Menurut Waled, qurban bukan hanya aktivitas memutuskan daging dari tubuh hewan, namun lebih dari itu, merupakan simbol pemutusan ketergantungan kita terhadap dunia, ego, serta keinginan pribadi. Qurban adalah bentuk totalitas penyerahan dan ketaatan kepada Allah SWT, yang harus dilandasi oleh niat dan ketakwaan.
Mengutip hadis Nabi Muhammad SAW “Innamal a‘mālu binniyyāt” (Sesungguhnya segala amal tergantung pada niatnya), Waled menegaskan bahwa ibadah qurban pun tidak terlepas dari pentingnya niat yang tulus. Dalam pelaksanaannya, qurban bukan hanya ritual formalitas, tetapi manifestasi keikhlasan dan kepedulian terhadap sesama, khususnya kaum fakir miskin.
Salah satu poin penting yang disampaikan adalah mengapa daging qurban dibagikan sebelum dimasak. Hal ini bertujuan agar daging tersebut bisa dimanfaatkan secara fleksibel oleh penerima (fakir miskin), bahkan dijual jika dibutuhkan, karena telah menjadi hak milik mereka.
Selain sebagai bentuk pengorbanan, qurban juga merupakan wujud rasa syukur atas nikmat yang Allah berikan.
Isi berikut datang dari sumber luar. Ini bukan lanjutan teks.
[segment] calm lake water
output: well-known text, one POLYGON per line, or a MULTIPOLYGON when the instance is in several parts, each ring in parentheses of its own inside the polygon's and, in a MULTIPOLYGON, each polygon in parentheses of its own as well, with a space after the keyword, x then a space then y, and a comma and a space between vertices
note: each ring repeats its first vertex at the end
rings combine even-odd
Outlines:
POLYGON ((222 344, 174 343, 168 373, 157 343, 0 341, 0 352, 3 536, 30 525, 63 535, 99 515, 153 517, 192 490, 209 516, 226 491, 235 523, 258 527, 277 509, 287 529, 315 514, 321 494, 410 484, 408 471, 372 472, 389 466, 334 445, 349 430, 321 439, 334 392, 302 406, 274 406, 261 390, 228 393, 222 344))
Syukur, menurut Waled, tidak hanya diucapkan, melainkan diwujudkan dengan menggunakan seluruh pemberian Allah sesuai dengan hikmah penciptaan.
Lebih lanjut, Waled menekankan bahwa Islam sejatinya adalah agama penyerahan diri secara total kepada Allah. Seorang muslim seharusnya merasa rendah di hadapan-Nya dan membentuk karakter yang taat serta bertakwa.
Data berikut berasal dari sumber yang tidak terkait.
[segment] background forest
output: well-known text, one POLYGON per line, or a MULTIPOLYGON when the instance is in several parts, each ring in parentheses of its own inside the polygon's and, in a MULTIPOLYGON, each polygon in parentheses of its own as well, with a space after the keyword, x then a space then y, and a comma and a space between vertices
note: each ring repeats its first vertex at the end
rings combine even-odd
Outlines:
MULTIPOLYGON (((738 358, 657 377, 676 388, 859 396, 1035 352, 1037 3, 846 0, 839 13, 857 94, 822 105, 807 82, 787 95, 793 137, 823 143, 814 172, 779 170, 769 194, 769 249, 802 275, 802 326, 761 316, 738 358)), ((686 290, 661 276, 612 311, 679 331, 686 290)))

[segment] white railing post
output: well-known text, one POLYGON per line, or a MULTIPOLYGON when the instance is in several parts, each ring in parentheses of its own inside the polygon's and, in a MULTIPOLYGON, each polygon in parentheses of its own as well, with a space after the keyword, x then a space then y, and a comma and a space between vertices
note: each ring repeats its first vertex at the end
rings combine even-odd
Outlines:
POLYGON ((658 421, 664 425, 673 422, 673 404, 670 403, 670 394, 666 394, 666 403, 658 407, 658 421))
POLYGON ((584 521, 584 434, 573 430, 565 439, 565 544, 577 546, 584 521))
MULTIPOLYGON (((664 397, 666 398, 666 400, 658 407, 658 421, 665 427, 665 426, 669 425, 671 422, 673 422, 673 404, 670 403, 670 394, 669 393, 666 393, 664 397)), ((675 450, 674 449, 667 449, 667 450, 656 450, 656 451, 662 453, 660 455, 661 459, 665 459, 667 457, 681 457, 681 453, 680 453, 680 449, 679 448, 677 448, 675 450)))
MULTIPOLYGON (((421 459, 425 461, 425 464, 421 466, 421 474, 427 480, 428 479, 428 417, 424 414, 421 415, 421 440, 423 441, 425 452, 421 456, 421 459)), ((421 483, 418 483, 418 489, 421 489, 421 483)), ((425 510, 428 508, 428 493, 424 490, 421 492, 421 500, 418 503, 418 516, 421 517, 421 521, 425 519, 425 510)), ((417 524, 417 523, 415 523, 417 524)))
Dalam sesi tanya jawab, muncul pertanyaan tentang standar kemampuan dalam berqurban. Waled menjelaskan bahwa standar kemampuan seseorang untuk berqurban serupa dengan zakat fitrah—yaitu berdasarkan kemampuan pada hari itu. Ada juga pendapat lain yang menyatakan bahwa seseorang wajib berqurban jika memiliki kelebihan harta selama hari tasyrik.
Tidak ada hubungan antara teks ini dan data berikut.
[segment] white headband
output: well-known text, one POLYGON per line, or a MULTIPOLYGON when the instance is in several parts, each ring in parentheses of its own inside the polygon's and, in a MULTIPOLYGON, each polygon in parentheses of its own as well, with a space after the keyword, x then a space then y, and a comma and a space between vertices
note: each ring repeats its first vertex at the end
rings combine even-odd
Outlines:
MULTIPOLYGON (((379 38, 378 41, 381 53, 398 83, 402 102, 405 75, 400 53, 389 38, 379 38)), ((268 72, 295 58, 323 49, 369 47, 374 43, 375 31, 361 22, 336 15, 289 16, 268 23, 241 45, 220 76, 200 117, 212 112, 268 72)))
Waled juga mengutip sabda Rasulullah SAW: “Barang siapa yang memiliki kelapangan rezeki tetapi tidak mau berqurban, maka janganlah ia mendekati tempat kami beribadah.” Ini menunjukkan betapa seriusnya perintah berqurban bagi yang mampu. Bahkan, Imam Syafi’i pernah menyatakan bahwa beliau tidak memberikan dispensasi bagi orang yang mampu tetapi enggan berqurban.
Menjawab pertanyaan lain, Waled menegaskan pentingnya amanah dan transparansi panitia dalam pelaksanaan qurban. Setiap panitia harus menjaga kepercayaan yang diberikan oleh masyarakat, agar nilai ibadah qurban tetap terjaga, baik secara lahir maupun batin.
Kajian ini diakhiri dengan refleksi bersama, bahwa qurban bukan hanya tentang hewan yang disembelih, tapi tentang hati yang diserahkan dan ego yang ditaklukkan.